Too often, patients and their families are left to untangle the treatment process by themselves, jumping from one crisis to the next, addressing emergencies, but not doing the more painstaking work of addressing the deeper root causes. Besides a good match with a mental health professional, there needs to be a medication “quarterback”—someone who helps to coordinate care. Unfortunately, I found that coordinated and integrated care is the exception, not the rule, in the mental health field.

I’m not a mental health professional, a lobbyist, or a drug company executive. I am just a grieving mother advocating for solutions to prevent others from suffering the way we did. Since my son’s death I have dedicated my life to helping others with mental health issues and most specifically to avoid polypharmacy deaths. In 2019, my husband and I started the Bradley Sonnenberg Wellness Initiative partnering with USC Hillel to bring therapy and wellness programming to college students. We created a mental health curriculum that offers education and awareness to college campuses around the country. And I host a podcast called Getting Thru, where I talk to young people struggling with mental health issues who have learned to successfully manage their condition.

As a result of doing this work, here are some things I’ve learned: We must demand the use of evidence-based treatments in lieu of simply prescribing multiple medications.
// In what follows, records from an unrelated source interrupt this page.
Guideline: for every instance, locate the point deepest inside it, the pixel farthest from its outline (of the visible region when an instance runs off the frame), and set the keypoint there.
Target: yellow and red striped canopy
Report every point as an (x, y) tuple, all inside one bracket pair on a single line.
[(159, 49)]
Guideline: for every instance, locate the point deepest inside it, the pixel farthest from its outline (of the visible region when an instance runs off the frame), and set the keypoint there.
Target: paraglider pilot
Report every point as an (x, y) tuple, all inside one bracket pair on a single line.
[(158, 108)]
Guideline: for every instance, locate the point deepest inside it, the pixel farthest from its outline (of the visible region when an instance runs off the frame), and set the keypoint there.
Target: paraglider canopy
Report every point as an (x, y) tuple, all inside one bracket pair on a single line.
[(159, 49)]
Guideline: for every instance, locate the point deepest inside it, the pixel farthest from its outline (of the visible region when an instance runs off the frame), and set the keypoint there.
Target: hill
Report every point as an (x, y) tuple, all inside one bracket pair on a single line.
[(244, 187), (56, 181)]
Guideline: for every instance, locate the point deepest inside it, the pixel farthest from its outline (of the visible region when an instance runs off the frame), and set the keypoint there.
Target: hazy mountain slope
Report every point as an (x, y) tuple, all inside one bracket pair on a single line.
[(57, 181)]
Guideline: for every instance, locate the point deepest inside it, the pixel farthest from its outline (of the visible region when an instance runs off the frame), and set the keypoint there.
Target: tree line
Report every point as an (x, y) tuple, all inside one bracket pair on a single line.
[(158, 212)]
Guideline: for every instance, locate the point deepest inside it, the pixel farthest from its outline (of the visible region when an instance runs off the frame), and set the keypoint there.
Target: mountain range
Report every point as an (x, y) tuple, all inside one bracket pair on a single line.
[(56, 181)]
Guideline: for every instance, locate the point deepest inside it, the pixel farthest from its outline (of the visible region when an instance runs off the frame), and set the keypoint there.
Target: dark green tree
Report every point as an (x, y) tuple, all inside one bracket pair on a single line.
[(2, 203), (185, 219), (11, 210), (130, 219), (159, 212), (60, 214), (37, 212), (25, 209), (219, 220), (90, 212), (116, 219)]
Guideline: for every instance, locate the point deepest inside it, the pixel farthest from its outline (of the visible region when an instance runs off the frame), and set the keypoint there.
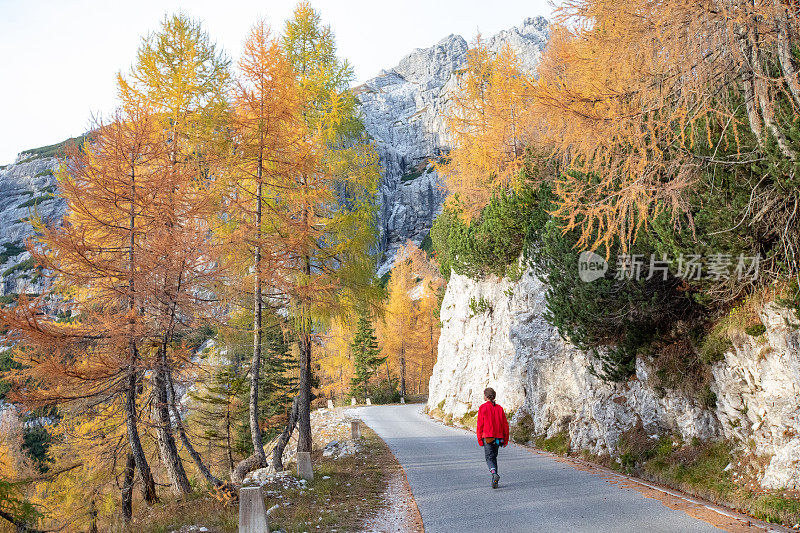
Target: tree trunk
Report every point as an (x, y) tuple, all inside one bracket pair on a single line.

These include Cognitive and Didactical Behavioral Therapy, Eye Movement Desensitization and Reprocessing (a form of trauma therapy commonly referred to as EMDR), and mindfulness training. We must push leaders in healthcare and medical training for integration of more holistic treatments of mental health into the curriculum, including greater focus in grand rounds and among physicians about developing more nuanced strategies to heal the patient. We must demand stronger communication between healthcare providers, especially when medications are involved. And we must reach out to our lawmakers to insist on relevant polypharmacy and coordination of care legislation, before this scourge affects—and ends—even more lives.